Difficile spiegarne il motivo, in un paese con un tasso di suicidi non particolarmente elevato. I film non parlano di attentati, di jihadismo terrorista; i protagonisti non vogliono commettere uno dei peccati più gravi per l'Islam.
Di certo non si tratta banalmente, o esclusivamente di una reazione politica contro gli ayatollah, se è vero che si apre con un suicidio uno dei film che segnano la nascita della Nouvelle Vague persiana: "Gheisar" di Masoud Kimiai, opera del 1969, dieci anni prima della Rivoluzione. La giovane Fati si toglie la vita poiché disonorata da un uomo, assecondando la cultura retriva della sua famiglia per cui la morte autoinflitta è meno grave del disonore.
La giovane Fati soccorsa invano, in Gheisar |
Ma ancor prima, nella realtà, si era ucciso a Parigi il più celebre scrittore di prosa del '900 iraniano, Sadegh Hedayat. Il suggestivo documentario "Talking with a Shadow" di Khosrow Sinai tratteggia la sua figura.

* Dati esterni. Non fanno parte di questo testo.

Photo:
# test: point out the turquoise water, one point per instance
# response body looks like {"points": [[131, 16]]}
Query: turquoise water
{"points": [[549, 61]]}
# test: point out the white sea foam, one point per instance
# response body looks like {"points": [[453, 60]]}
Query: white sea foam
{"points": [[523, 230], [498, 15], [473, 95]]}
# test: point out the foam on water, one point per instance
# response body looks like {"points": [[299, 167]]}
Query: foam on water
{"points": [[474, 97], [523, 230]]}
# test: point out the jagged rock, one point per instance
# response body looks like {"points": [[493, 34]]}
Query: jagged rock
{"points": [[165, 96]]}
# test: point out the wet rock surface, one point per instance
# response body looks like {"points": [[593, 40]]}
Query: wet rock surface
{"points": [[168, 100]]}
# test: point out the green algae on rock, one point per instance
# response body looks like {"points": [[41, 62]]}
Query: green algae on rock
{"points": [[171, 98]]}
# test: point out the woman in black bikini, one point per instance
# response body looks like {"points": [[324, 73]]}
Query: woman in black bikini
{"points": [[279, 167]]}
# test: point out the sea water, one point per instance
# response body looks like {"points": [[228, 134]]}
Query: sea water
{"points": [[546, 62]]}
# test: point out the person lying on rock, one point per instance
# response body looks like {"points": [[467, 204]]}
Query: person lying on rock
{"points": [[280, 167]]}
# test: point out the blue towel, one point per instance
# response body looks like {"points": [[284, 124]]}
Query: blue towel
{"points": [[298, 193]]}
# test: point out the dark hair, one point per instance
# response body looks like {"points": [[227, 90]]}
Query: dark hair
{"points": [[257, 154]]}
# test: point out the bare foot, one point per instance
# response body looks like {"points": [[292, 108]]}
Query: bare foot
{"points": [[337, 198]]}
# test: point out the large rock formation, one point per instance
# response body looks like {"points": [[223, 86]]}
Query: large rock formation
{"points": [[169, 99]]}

E casualmente molti dei maggiori cineasti, di diverse generazioni, affrontano il tema all'estero, forse perché in patria il Ministero della Culura e dell'Orientamento Islamico vieta i film che illustrano attività pericolose e criminose e mostrano scene di violenza e tortura. L'emigrato Sohrab Shahid Saless ne parla in Germania, nel suo ultimo film "Roses of Africa", Asghar Farhadi nella trasferta francese de "Il passato", in cui la moglie di uno dei protagonisti è in coma dopo aver provato a uccidersi.
Appena oltre confine, nei teatri di guerra rispettivamente afgano e iracheno, operano invece Mohsen Makhmalbaf con "Viaggio a Kandahar", in cui una giornalista giunge dal Canada in soccorso a sua sorella che ha minacciato di suicidarsi programmando anche la data, e Bahman Ghobadi con "Turtles Can Fly", che come "Gheisar" si apre con l'insano gesto.
Tre volti |
Per arrivare ai giorni nostri, in "Night Shift" di Niki Karimi la storia si sviluppa intorno a una donna sospettosa che il marito voglia farla finita, mentre in "Tre volti" Jafar Panahi insegue le tracce di una ragazza che ha filmato la propria (presunta) impiccagione. Ma già "Oro rosso" iniziava e terminava con il suicidio di un rapinatore.
Quale che sia la ragione, gli esempi sono così tanti, e legati a personalità e film di tale importanza, che non può essere una pura coincidenza. Alcuni li abbiamo anche omessi, chissà quanti ci sfuggono. Peraltro, di quanto fosse ricorrente l'argomento si è a suo tempo accorto anche il vignettista Mahmoud M, che tra i suoi satirici "Nove ingredienti per un film iraniano da festival o da corsa agli Oscar" ha inserito: suicidio dovuto ad afasia e noia.